Data Scientists Love Box Plots
Why? It displays essential stats about distribution in a concise visual form. Aka candle stick plot. Also popular in finance.
Max, 3rd Quartile, Median, 1st Quartile, min.
This is known as the box and whisker graph too. It’s popular among statisticians. Used to visualize range. It can be drawn horizontally.
What’s between Q3 and Q1? The interquartile range, which used in analyzing outliers. Q1–1.5*IQR is too low, Q3+1.5*IQR is too high.
Box whisker plot displays outliers as a dot!
Check out Boston University’s Blood Pressure dataset box whisker plot with outliers.
Did you say heat map? Heat map has been in and out of favor. Web analytics still use heat map to track events and clicks on a webpage to identify key screen real estates. Why should we use heat map for machine learning?
It turns out that generating a heat map of all the feature variables — feature variables as row headers and column headers, and the variable vs itself on the diagonal— is extremely powerful way to visualize relationships between variables in high dimensional space.
For example, a correlation matrix with heat map coloring. A covariance matrix with heat map coloring. Even a massive confusion matrix with coloring.
Think less about the traditional use of heat map, but more like color is another dimension that can visually summarize the underlining data.
Correlation Matrix Heat Maps are frequently seen on Kaggle, for exploratory data analysis (EDA).
More Data Visualization Magic
Did you know that you can visualize decision trees using graphviz. It may output a very large PNG file. Remember the split of decision tree is not always stable — consistent over time. Take it with a grain of salt. The benefit of visualizing a decision tree is to understand where and how machines made decision splits. Decision tree boundaries can be visualized too, see screenshot below from Sklearn documentation.

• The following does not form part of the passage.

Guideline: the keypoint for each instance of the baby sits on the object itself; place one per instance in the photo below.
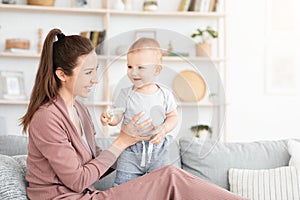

Visualizing models, decision boundaries and prediction results may give hints whether the model is indeed a good fit or it is a poor fit for the data. For example, it is high bias to ignore the nature of our data if use a straight line to fit a circular scatter of dots.
Researchers even visualized different optimizers to see their descend to minimize loss.
Did you know you can create interactive plots using Plotly right in Jupyter Notebook? Interactive plots allow you to visualize complex data, toggle and change parameters. For example you can slide to change values of your hyperparameters and visualize how the model performance change in gridsearch and other systematic search of the space.